# 'Echoes" Voting Thread



## Chesters Daughter (Jun 15, 2016)

Please take the time to *read the entries* and vote for the *three poems you consider most deserving*. It is *imperative* that you *use ALL THREE VOTES.

*Those who vote for less than three entries or who vote for their own work will be regarded as "spoiled votes" and discounted.
*
Members who vote for their own work will also have their entry disqualified*, so please double check your votes before submitting them. Members who create duplicate accounts to vote for themselves will also have their entry disqualified and all of their accounts banned.

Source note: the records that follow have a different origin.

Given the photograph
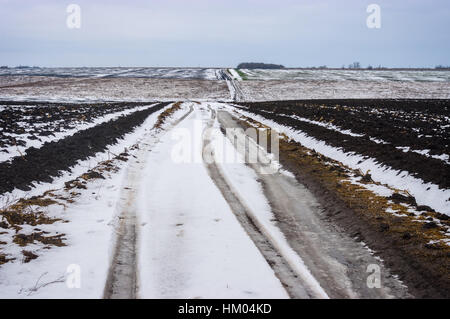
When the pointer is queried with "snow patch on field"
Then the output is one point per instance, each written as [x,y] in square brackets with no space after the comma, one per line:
[15,151]
[245,179]
[90,233]
[425,193]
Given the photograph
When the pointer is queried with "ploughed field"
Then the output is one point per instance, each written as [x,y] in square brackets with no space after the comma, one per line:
[38,141]
[406,135]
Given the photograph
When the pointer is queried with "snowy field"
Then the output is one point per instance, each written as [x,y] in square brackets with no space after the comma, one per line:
[165,73]
[137,198]
[348,75]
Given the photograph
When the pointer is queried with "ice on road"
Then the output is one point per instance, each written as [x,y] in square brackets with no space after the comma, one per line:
[190,245]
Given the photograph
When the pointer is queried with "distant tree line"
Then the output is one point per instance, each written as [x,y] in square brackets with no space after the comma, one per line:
[253,65]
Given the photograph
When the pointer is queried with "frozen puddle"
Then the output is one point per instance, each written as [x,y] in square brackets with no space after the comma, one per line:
[190,244]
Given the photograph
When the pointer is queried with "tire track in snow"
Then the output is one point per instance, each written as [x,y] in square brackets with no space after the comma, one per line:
[122,281]
[289,271]
[335,260]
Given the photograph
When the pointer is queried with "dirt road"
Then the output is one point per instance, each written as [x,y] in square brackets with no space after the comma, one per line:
[188,230]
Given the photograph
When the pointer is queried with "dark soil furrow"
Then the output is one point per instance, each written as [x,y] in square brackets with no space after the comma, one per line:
[426,168]
[47,162]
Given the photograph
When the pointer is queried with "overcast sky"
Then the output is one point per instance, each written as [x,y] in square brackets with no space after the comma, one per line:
[224,32]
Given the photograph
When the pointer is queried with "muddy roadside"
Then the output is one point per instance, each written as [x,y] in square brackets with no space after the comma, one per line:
[402,243]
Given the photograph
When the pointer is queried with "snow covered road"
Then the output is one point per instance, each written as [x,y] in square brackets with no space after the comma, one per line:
[190,243]
[179,222]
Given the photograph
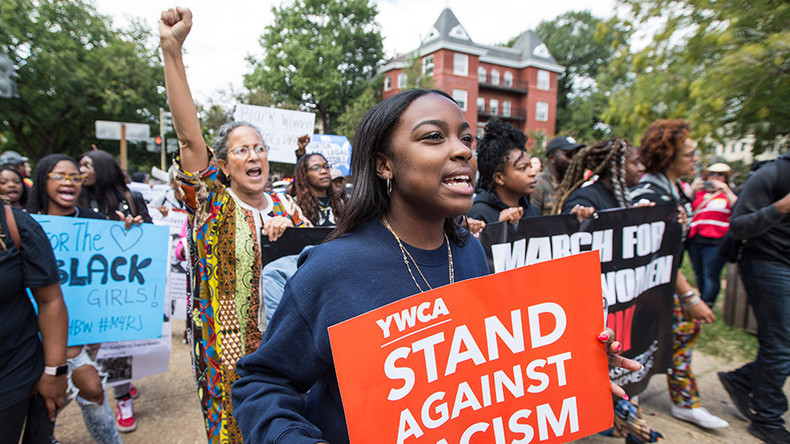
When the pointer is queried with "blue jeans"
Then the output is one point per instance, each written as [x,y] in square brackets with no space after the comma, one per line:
[707,269]
[768,286]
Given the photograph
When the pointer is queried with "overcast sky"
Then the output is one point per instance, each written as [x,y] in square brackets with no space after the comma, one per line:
[224,32]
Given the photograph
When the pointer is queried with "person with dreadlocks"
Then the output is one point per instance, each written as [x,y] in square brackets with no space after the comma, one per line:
[314,192]
[615,167]
[506,176]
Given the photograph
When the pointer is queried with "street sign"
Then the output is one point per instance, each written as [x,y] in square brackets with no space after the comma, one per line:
[106,130]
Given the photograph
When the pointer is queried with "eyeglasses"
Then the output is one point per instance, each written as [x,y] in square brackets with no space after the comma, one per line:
[319,167]
[60,177]
[244,151]
[691,155]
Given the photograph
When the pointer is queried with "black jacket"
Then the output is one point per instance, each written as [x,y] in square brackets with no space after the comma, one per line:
[756,219]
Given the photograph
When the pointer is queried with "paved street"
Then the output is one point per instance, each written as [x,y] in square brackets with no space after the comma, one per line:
[168,410]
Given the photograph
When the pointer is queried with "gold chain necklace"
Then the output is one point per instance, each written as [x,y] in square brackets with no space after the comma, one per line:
[407,256]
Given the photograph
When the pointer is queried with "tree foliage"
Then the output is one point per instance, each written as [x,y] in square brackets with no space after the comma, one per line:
[724,65]
[72,69]
[584,45]
[318,54]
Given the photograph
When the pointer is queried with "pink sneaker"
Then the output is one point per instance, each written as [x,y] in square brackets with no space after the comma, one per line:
[133,392]
[124,417]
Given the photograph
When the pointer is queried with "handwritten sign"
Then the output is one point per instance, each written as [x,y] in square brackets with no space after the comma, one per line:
[280,128]
[511,357]
[336,150]
[113,280]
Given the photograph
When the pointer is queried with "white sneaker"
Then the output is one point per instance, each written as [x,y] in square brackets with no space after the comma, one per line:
[699,416]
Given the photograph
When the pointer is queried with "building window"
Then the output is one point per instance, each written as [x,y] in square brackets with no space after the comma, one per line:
[542,112]
[427,66]
[543,80]
[460,64]
[493,105]
[459,95]
[402,78]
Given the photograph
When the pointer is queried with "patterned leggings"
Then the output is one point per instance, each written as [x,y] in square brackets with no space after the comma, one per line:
[682,382]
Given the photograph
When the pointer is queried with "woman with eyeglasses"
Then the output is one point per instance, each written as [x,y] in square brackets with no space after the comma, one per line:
[314,192]
[57,184]
[223,190]
[669,154]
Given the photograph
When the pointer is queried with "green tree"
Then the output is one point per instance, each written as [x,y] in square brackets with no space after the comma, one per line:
[584,45]
[73,69]
[723,65]
[318,54]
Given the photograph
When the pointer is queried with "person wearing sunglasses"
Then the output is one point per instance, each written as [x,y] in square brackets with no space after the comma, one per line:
[314,192]
[57,184]
[223,190]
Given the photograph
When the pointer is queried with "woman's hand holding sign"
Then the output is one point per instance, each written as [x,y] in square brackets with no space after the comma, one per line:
[613,349]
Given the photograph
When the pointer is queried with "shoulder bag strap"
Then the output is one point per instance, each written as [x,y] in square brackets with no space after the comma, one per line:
[12,228]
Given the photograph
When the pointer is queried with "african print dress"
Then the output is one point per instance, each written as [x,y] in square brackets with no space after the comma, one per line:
[226,316]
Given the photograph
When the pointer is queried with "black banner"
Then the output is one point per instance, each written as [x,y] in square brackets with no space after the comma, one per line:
[640,250]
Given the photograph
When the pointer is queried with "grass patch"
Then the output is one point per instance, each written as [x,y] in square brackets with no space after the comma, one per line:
[719,339]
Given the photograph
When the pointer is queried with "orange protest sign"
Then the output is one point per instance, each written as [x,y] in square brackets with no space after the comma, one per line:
[511,357]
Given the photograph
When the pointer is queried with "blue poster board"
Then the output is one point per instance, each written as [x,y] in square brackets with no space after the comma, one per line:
[336,149]
[113,280]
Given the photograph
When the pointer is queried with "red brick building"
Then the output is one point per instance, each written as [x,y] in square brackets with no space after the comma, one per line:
[517,84]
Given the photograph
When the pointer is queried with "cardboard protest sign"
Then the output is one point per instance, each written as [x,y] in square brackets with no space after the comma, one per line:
[113,280]
[640,252]
[336,150]
[279,127]
[507,357]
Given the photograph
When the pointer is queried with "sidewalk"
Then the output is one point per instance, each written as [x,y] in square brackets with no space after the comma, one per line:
[168,410]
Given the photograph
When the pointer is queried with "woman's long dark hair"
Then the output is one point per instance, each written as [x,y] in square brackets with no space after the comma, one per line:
[500,138]
[23,195]
[305,199]
[109,189]
[39,201]
[369,199]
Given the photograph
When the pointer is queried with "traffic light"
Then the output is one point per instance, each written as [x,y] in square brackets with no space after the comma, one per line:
[7,84]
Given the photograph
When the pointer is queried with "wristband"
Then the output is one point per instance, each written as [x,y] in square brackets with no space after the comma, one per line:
[56,371]
[690,302]
[687,295]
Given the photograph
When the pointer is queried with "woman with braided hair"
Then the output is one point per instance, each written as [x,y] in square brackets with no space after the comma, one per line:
[615,167]
[506,176]
[314,192]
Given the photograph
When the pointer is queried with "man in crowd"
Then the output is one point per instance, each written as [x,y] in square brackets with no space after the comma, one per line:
[559,154]
[762,217]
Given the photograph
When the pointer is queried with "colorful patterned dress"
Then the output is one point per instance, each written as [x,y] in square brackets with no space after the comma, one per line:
[227,318]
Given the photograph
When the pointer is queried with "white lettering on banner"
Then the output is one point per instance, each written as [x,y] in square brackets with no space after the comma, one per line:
[409,317]
[545,418]
[463,340]
[629,283]
[645,239]
[519,253]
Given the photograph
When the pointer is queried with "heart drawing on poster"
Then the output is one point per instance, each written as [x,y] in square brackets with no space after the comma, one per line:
[126,239]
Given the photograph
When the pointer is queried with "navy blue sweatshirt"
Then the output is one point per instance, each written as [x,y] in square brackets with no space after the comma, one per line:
[336,281]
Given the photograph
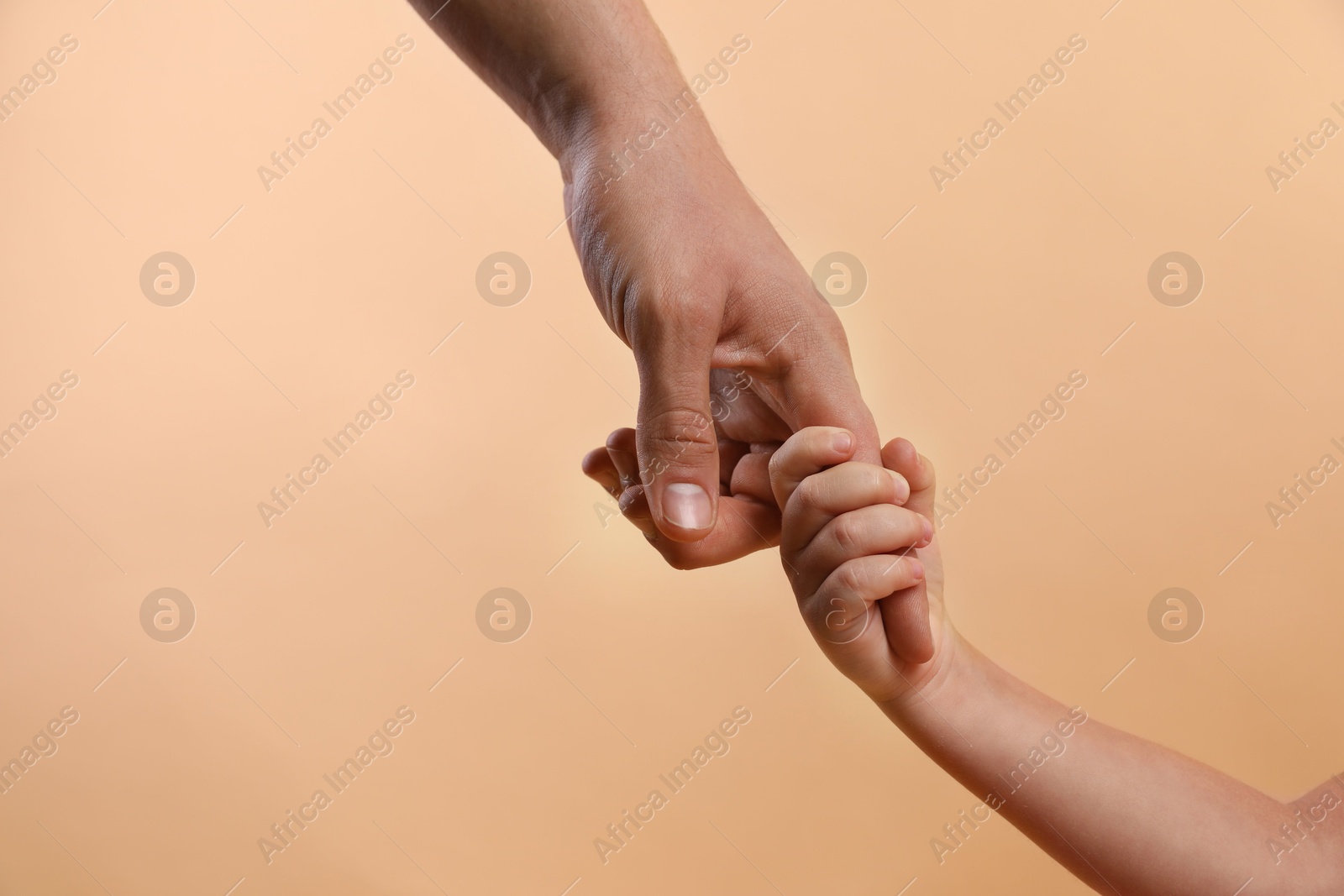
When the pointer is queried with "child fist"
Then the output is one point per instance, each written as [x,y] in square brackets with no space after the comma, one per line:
[858,546]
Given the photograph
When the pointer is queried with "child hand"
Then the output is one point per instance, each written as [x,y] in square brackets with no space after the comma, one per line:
[858,544]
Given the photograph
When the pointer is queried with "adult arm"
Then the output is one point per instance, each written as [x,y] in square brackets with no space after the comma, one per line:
[683,265]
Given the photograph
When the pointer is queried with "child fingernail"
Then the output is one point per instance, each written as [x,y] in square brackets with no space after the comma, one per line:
[902,486]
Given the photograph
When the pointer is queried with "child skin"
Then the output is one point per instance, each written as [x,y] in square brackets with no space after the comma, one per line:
[1126,815]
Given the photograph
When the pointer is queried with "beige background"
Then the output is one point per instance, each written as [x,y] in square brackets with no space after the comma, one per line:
[313,296]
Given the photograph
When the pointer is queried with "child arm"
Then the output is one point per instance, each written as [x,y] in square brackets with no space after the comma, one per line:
[1126,815]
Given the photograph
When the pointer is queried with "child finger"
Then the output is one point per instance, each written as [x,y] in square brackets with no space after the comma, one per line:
[839,611]
[837,490]
[877,530]
[806,453]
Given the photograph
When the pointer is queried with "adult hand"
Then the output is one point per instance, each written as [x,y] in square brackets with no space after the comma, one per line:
[732,343]
[682,262]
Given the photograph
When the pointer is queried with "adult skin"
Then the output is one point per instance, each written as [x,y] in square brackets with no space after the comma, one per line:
[683,265]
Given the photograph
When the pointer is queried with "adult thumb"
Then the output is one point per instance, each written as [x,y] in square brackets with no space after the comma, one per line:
[676,441]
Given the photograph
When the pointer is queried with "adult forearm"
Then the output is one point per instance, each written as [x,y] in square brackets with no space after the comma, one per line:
[1121,813]
[569,67]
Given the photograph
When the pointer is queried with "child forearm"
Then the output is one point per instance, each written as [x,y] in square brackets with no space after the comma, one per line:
[1122,815]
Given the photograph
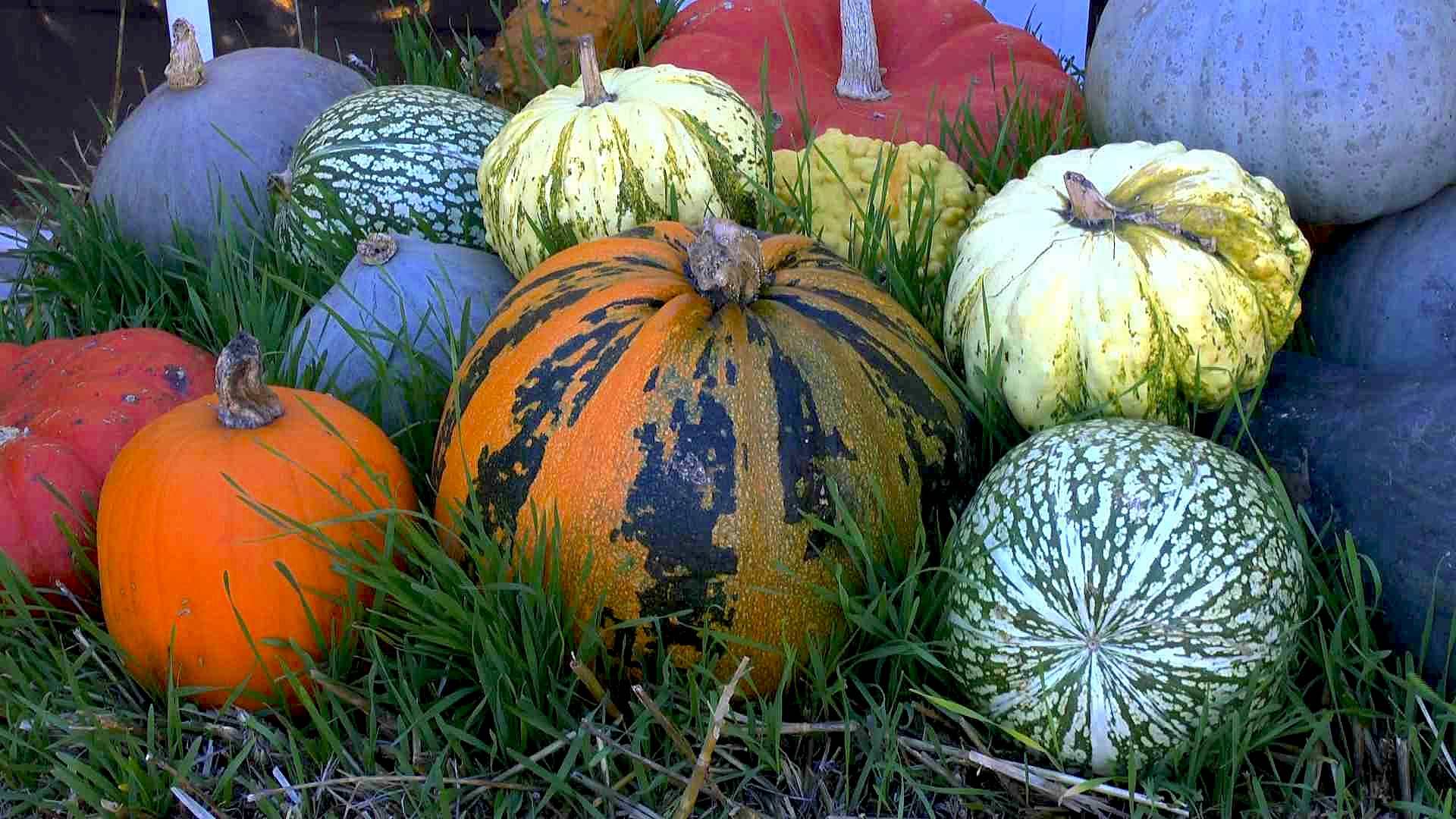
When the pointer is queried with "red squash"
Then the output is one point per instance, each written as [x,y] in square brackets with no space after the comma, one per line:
[67,406]
[929,53]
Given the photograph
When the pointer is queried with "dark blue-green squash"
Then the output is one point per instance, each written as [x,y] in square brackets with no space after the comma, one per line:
[1385,297]
[1373,453]
[416,303]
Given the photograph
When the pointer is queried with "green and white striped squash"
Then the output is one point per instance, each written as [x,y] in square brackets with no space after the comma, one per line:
[615,150]
[391,159]
[1117,580]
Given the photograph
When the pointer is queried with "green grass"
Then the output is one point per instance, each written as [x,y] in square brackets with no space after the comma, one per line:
[465,691]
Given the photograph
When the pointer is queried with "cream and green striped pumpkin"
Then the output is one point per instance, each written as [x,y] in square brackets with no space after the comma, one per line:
[1112,579]
[392,158]
[564,172]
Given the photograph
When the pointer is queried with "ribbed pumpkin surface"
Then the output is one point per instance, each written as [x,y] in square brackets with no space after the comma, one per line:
[686,445]
[1116,577]
[394,158]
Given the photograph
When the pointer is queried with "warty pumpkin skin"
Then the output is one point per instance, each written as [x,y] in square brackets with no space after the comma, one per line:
[685,428]
[1177,286]
[67,406]
[171,525]
[610,152]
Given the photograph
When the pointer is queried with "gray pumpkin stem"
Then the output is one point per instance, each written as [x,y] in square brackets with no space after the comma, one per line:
[726,262]
[1092,210]
[859,74]
[243,401]
[185,67]
[376,248]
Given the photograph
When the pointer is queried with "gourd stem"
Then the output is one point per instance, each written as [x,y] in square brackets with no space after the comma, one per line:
[859,74]
[376,248]
[593,91]
[1092,210]
[185,67]
[726,262]
[243,401]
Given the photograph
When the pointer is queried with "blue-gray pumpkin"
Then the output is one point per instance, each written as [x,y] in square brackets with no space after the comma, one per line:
[1385,297]
[1348,108]
[1373,455]
[400,306]
[201,146]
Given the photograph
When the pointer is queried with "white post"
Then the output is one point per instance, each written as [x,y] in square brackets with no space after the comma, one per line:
[1063,24]
[200,15]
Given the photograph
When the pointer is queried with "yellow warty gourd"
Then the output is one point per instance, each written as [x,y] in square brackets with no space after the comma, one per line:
[840,202]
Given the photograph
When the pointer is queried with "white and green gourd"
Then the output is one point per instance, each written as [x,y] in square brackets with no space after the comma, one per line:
[1117,580]
[618,149]
[392,159]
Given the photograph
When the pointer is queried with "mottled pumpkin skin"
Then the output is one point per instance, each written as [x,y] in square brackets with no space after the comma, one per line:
[688,447]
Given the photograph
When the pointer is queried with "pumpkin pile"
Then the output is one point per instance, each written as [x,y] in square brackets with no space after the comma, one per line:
[691,394]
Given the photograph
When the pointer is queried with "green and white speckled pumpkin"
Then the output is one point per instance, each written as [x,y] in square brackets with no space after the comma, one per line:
[1174,287]
[395,158]
[615,150]
[1112,577]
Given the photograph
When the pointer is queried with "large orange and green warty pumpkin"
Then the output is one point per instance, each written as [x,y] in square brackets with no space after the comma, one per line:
[683,400]
[178,515]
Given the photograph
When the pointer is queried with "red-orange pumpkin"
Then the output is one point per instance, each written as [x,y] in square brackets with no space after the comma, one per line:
[67,406]
[930,55]
[171,526]
[682,400]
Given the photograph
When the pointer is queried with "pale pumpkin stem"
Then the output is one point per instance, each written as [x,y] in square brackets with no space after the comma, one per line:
[859,74]
[593,91]
[726,262]
[1092,210]
[185,67]
[243,401]
[376,248]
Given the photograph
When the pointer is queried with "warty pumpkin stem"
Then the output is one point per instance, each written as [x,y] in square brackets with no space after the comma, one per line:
[859,74]
[1092,210]
[726,262]
[185,67]
[243,401]
[593,91]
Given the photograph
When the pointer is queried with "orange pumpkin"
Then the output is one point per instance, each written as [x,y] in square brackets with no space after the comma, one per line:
[171,526]
[682,400]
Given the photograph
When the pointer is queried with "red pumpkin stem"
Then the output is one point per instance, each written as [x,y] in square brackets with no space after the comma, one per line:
[185,67]
[376,248]
[859,74]
[726,262]
[1092,210]
[243,401]
[593,91]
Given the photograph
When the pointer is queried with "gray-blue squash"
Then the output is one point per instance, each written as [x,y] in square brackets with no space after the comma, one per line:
[400,302]
[1385,297]
[206,142]
[1375,453]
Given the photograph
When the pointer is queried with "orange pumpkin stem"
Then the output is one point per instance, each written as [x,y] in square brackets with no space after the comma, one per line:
[859,74]
[185,67]
[593,91]
[376,248]
[726,262]
[243,401]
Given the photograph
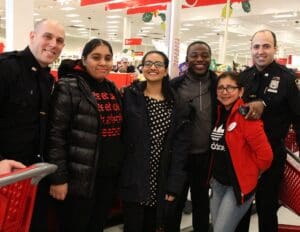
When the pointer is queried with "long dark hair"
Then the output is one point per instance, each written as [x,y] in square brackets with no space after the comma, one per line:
[166,88]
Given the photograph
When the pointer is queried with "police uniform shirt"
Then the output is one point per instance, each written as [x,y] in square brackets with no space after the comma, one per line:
[276,86]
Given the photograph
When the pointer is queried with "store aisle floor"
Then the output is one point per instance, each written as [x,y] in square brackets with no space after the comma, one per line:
[285,217]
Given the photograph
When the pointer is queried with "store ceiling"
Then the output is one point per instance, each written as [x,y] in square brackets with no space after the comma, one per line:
[200,23]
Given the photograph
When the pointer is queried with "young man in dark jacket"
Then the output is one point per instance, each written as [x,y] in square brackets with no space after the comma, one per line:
[25,89]
[197,88]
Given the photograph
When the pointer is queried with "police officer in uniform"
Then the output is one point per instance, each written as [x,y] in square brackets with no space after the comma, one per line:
[25,89]
[273,95]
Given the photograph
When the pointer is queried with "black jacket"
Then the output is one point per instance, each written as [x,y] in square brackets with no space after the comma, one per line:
[73,143]
[276,86]
[25,90]
[177,82]
[135,174]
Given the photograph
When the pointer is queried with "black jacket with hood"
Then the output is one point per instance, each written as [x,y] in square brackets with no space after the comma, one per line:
[136,170]
[74,138]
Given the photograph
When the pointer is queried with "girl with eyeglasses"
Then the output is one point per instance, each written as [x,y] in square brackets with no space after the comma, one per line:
[240,151]
[156,141]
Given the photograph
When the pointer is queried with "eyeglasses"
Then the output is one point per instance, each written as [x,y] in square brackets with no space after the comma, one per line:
[195,55]
[229,89]
[157,64]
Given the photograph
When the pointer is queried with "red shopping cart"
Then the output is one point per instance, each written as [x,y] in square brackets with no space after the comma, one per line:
[17,196]
[290,189]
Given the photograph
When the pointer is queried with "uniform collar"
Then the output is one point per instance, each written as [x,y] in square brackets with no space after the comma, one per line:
[31,62]
[266,72]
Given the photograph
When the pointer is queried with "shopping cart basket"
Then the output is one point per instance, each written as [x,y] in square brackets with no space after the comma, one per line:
[17,196]
[290,189]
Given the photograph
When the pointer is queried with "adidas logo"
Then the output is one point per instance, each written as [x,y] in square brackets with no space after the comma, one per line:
[217,133]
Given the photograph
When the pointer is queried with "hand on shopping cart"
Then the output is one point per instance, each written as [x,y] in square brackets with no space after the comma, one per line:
[7,166]
[59,192]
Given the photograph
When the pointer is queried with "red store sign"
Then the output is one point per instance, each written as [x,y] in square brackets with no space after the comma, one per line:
[133,41]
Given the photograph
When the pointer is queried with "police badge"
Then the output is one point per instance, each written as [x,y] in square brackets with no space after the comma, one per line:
[297,81]
[273,86]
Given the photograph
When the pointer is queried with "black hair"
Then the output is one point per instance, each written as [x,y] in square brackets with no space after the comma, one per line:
[92,44]
[233,76]
[166,88]
[198,42]
[272,33]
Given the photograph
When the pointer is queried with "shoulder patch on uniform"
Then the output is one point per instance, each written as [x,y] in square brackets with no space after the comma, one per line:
[297,81]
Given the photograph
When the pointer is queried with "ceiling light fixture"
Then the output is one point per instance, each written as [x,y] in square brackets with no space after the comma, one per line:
[66,2]
[287,15]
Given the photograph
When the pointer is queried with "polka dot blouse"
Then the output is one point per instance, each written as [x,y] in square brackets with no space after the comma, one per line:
[159,113]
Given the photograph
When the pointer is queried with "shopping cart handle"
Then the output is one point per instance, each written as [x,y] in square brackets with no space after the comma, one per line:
[291,154]
[36,172]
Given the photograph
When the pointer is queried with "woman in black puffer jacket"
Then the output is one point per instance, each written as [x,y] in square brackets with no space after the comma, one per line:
[84,139]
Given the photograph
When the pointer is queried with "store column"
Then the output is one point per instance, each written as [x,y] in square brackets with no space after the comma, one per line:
[173,40]
[19,23]
[126,31]
[223,49]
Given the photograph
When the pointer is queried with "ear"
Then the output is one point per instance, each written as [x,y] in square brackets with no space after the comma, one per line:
[31,35]
[83,61]
[241,92]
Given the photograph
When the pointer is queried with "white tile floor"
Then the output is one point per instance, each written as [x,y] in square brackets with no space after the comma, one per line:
[285,217]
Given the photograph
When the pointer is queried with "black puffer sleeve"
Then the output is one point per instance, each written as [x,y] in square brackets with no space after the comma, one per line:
[60,118]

*THE RESULTS OF THIS POLL WILL REMAIN HIDDEN UNTIL IT HAS OFFICIALLY CLOSED. The identities of the entrants will also be revealed upon the close of the poll. 

The entrant who receives most votes gets a one month FoWF subscription and the Laureate award.


Please leave comments and/or feedback in this thread.


Those who care to utilize the "like" function may now click to their heart's content.


This poll will close on June 25th, 2016 at 7:00pm EST.*


----------



## Firemajic (Jun 16, 2016)

I was disappointed in the number of participants... This was a fabulous prompt. However, in this case, it was definitely quality over quantity.....


----------



## -xXx- (Jun 17, 2016)




----------



## aj47 (Jun 17, 2016)

Firemajic said:


> I was disappointed in the number of participants... This was a fabulous prompt. However, in this case, it was definitely quality over quantity.....



Quality is a good thing.  The challenge is the poetry board's metaphoric front porch.  The non-workshop entries are visible by anyone stopping by to scope out the place and, were I browsing, I'd presume the challenge displayed the best of our efforts.  It's nice to think that we're putting our collective best work out there.


----------



## escorial (Jun 22, 2016)

voted......


----------



## Chesters Daughter (Jun 25, 2016)

Welcome to the reveal!

A Killing Touch by rcallaci

To a newborn by jenthepen

Dispossessed by Chester's Daughter

It Bears Repeating by astroannie

In the Wake of White Pelicans by Darkkin

Loneliness by PiP

Posttraumatic Stress by PrinzeCharming

_*Words by Terry D - Winning Entry
*_
_*Debugging by Gumby - Winning Entry


Please post all congratulatory messages in the winners' thread.
*_


----------